Histogram bucket unit — SDK should follow the seconds convention

OAP’s MAL SampleFamily.histogram() rescales le labels into milliseconds using defaultHistogramBucketUnit (default SECONDS on the OTLP ingestion path, because PrometheusMetricConverter builds SampleFamily without overriding the default). This matches Prometheus ecosystem convention, where latency histograms ship le values in seconds (e.g. [0.01, 0.025, 0.05, 0.1, 0.25, 0.5, 1, 2.5, 5, 10]).

The SDK currently emits miniprogram.request.duration bucket bounds in ms ([10, 25, 50, 100, 250, 500, 1000, 2500, 5000, 10000]). To land correctly on the OAP default ingestion path, the SDK should switch to seconds-convention bounds in its next release — same numeric coverage, just divided by 1000. This is an SDK-side change only; no OAP-side preprocessor needed. Tracked as a prerequisite alongside the SWIP-12 implementation.

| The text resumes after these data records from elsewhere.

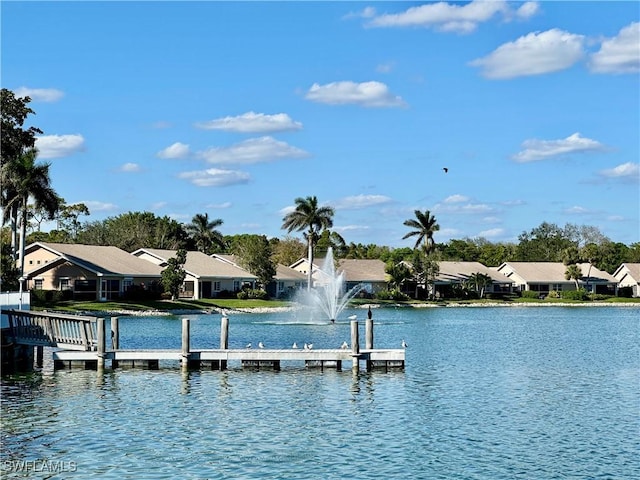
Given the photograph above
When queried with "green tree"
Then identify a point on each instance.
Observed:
(309, 216)
(24, 178)
(254, 254)
(479, 282)
(203, 232)
(133, 230)
(424, 226)
(174, 274)
(574, 273)
(288, 250)
(398, 273)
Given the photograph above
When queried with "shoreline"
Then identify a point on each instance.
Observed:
(259, 310)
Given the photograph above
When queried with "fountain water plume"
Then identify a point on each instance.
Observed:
(330, 296)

The alternative — adding a mini-program-specific OAP preprocessor that marks SampleFamily with defaultHistogramBucketUnit(MILLISECONDS) — complicates OAP wiring for a single feature and is rejected. Match the ecosystem convention at the SDK boundary.

+Inf overflow bucket

The SDK’s histogram has an implicit +Inf overflow for observations above the top bucket. MAL stores le="Infinity" as Long.MAX_VALUE (≈9.2 × 10¹⁸); if a percentile lands in the overflow bucket the UI renders that sentinel as a visible garbage number. For request duration, the top finite bound of 10 s covers essentially all real requests, so this is a low-risk dashboard-rendering concern rather than a correctness issue. If outlier percentiles turn out to surface the sentinel in practice, the SDK can add a finite overflow bound (e.g. a 30 s bucket) — same treatment SWIP-11 applied to the MetricKit hang/launch histograms.

5. LAL Rules (Error Logs, layer: auto Fork by Platform)

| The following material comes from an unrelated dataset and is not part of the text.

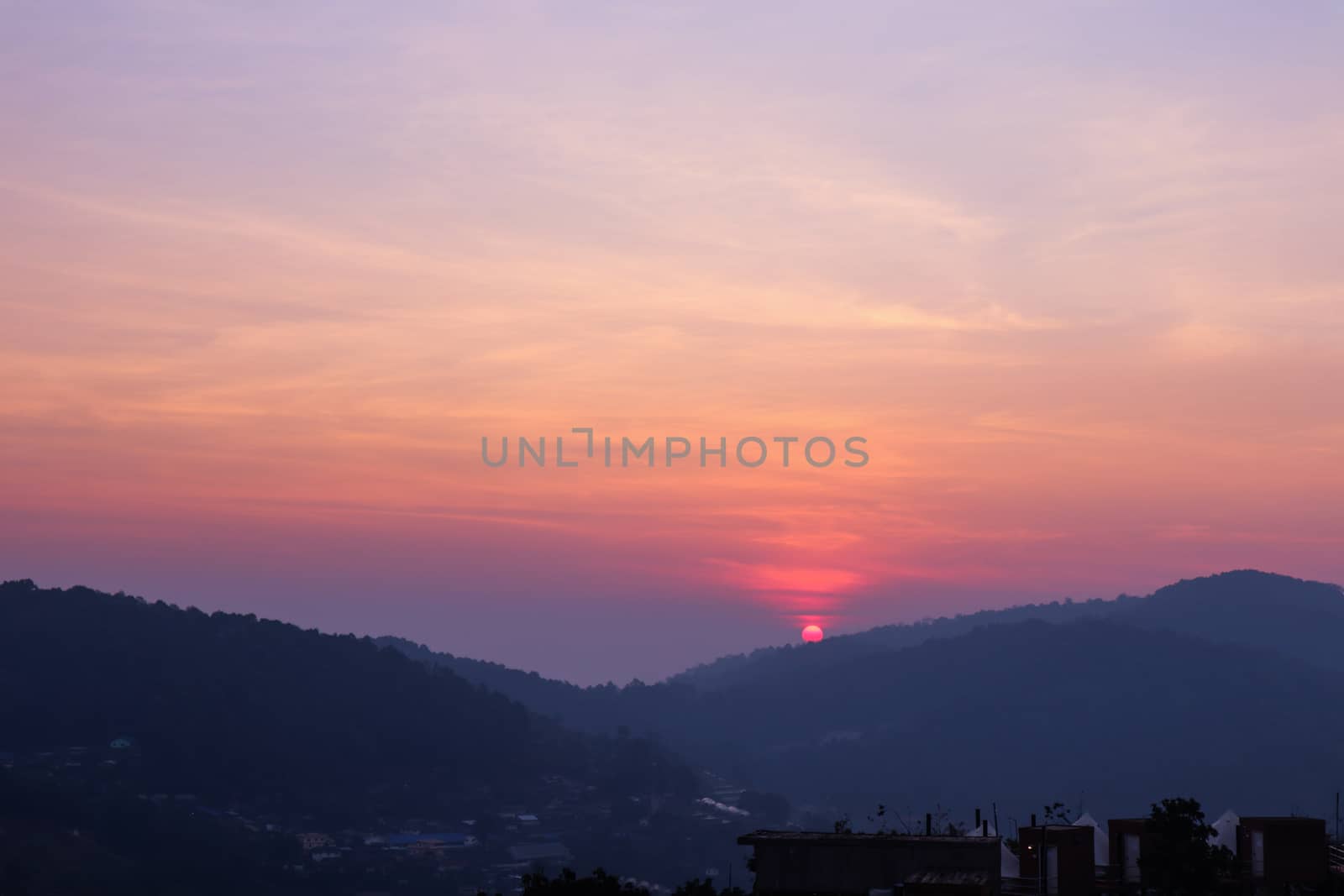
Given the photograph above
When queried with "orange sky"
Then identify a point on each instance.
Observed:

Create oap-server/server-starter/src/main/resources/lal/miniprogram.yaml.

Uses the layer: auto + sourceAttribute() mechanism from SWIP-11:

rules:
  - name: miniprogram-errors
    layer: auto
    dsl: |
      filter {
        def platform = sourceAttribute("miniprogram.platform");
        if (platform != "wechat" && platform != "alipay") { abort {} }
        if (tag("exception.type") == null) { abort {} }

        extractor {
          layer platform == "wechat" ? "WECHAT_MINI_PROGRAM" : "ALIPAY_MINI_PROGRAM"
          // Instance source matches what OTLP metrics use, so logs aggregate under
          // the same OAP instance entity when operator follows the recommended
          // serviceInstance == serviceVersion pattern. SDK ≥ v0.4.0 emits
          // service.instance.id only when init({serviceInstance: ...}) is set.
          // If absent, sourceAttribute() returns null/empty → TrafficSinkListener
          // skips the instance traffic, matching MAL's empty-dim behavior.
          instance sourceAttribute("service.instance.id")
          endpoint tag("miniprogram.page.path")

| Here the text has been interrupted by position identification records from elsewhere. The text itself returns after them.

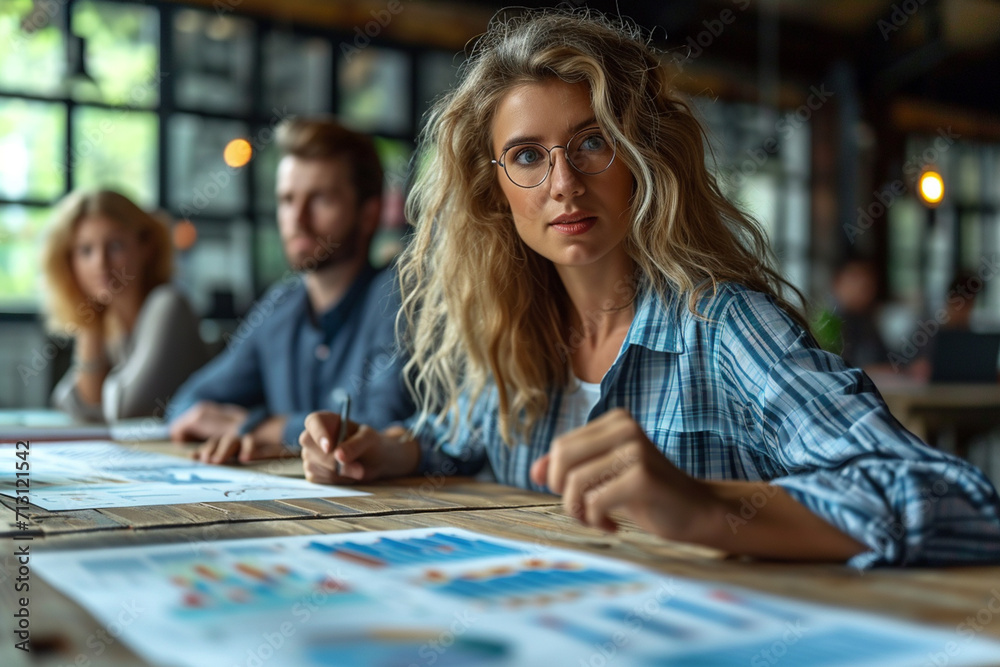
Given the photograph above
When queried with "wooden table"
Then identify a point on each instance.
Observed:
(928, 410)
(60, 628)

          tag 'platform': platform
          tag 'exception.type': tag("exception.type")
          tag 'exception.stacktrace': tag("exception.stacktrace")
          // ajax-specific extras, nullable
          tag 'http.method': tag("http.request.method")
          tag 'http.status': tag("http.response.status_code")
          tag 'server.address': tag("server.address")

          // Emit a counter sample for every error log. Picked up by the log-MAL
          // rule in §3b, which aggregates per (service, exception_type) for the
          // per-layer error_count metric.
          metrics {
            miniprogram_error_count {
              tag('service_name', log.service)
              tag('exception_type', tag("exception.type"))
              tag('miniprogram_platform', platform)
              value 1
            }
          }
        }

        sink { }
      }

The rule sets the layer script-side based on miniprogram.platform, so one rule file produces two layers. Error counts per service / instance / endpoint / exception.type can be derived via existing OAL log-metric machinery.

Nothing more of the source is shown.